Good essay practice should include: In your plan you should identify very clearly around six distinct points you intend to make and the specific parts of the text that you intend to examine in some detail.
Spend about 5 or 10 minutes planning as this will help you make sure you have chosen the right question because then you know you have lots of material to cover. Introduction This should be brief; you could include what your main view is and what other ideas you have. Don't list the poems or ideas you are going to include in the rest of your essay as you will be repeating yourself.
Try to begin by addressing the question straight away. Paragraphing Make sure you use them as it makes your writing clearer for you and the examiner. When writing your essay you should devote one or two paragraphs to each idea from your plan. Try to make smooth links between paragraphs.
Evidence When you make a point - you must give evidence to prove it. When you make a point, refer to the text and give an example to back up what you say.
The best way to do this is to use a quotation from the text. Quotations Remember to include quotations, but not too many and don't make them too long. A good quotation can be a line or two long or just a few words from a line. Do not copy out whole long sections from texts as this is wasting time.
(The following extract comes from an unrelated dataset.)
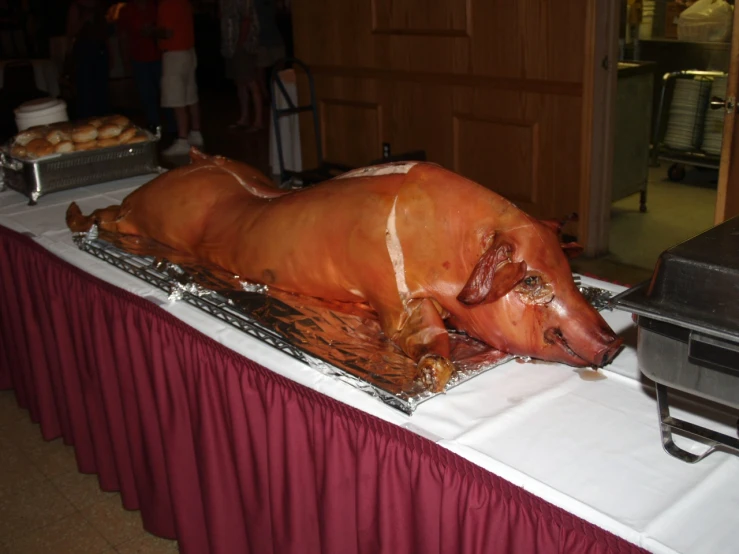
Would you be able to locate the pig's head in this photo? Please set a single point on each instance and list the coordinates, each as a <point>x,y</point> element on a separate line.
<point>521,298</point>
Selection Don't retell the plot of the story. The important thing is to be selective in the way you use the text. Answer the question It sounds obvious, but it's so easy to forget the question and write the essay you did in the mock.
When you have finished a paragraph read it through and ask yourself. Conclusion At the end, try to draw all the strands of your various points together. This should be the part of your essay that answers the question most directly and forcefully. Keep checking the question.
Style Keep it formal. Try to avoid making it chatty, so avoid using abbreviations e. Be creative Remember you do not have to agree with other people's points of view about literature.Reports.
It is likely that you will have to write a report on a survey that you carry out. This will need to be a multi-page document including some or all of the sections described below. KS3 French teaching resources for Secondary. Created for teachers, by teachers! Get to know your KS3 French pupils and encourage them to write about themselves using this great writing template which makes a lovely display!
Report Writing Bank of Statements All Subjects Year 1 to 6. Two adaptable banks of comments to save language teachers time in writing reports.
1) Spread sheet with ideas sorted into different categories for KS language learners/5(6). Use the newspaper front page template to create your own football match report.
Photographs to use in your report can be found on the Everton Collection website. Help your KS3 students prepare effectively for the new GCSE The new GCSE specifications are beginning to come into effect, starting with English and maths in September , and following with further subjects changing in September (including geography, history, languages, religious studies and science) and Writing a Police Report If you are trying to get students to use more facts and details in their discussions and writing, this is the activity that you're going to want to introduce to them.
Your students will learn what it is like to be a police officer constructing a police report.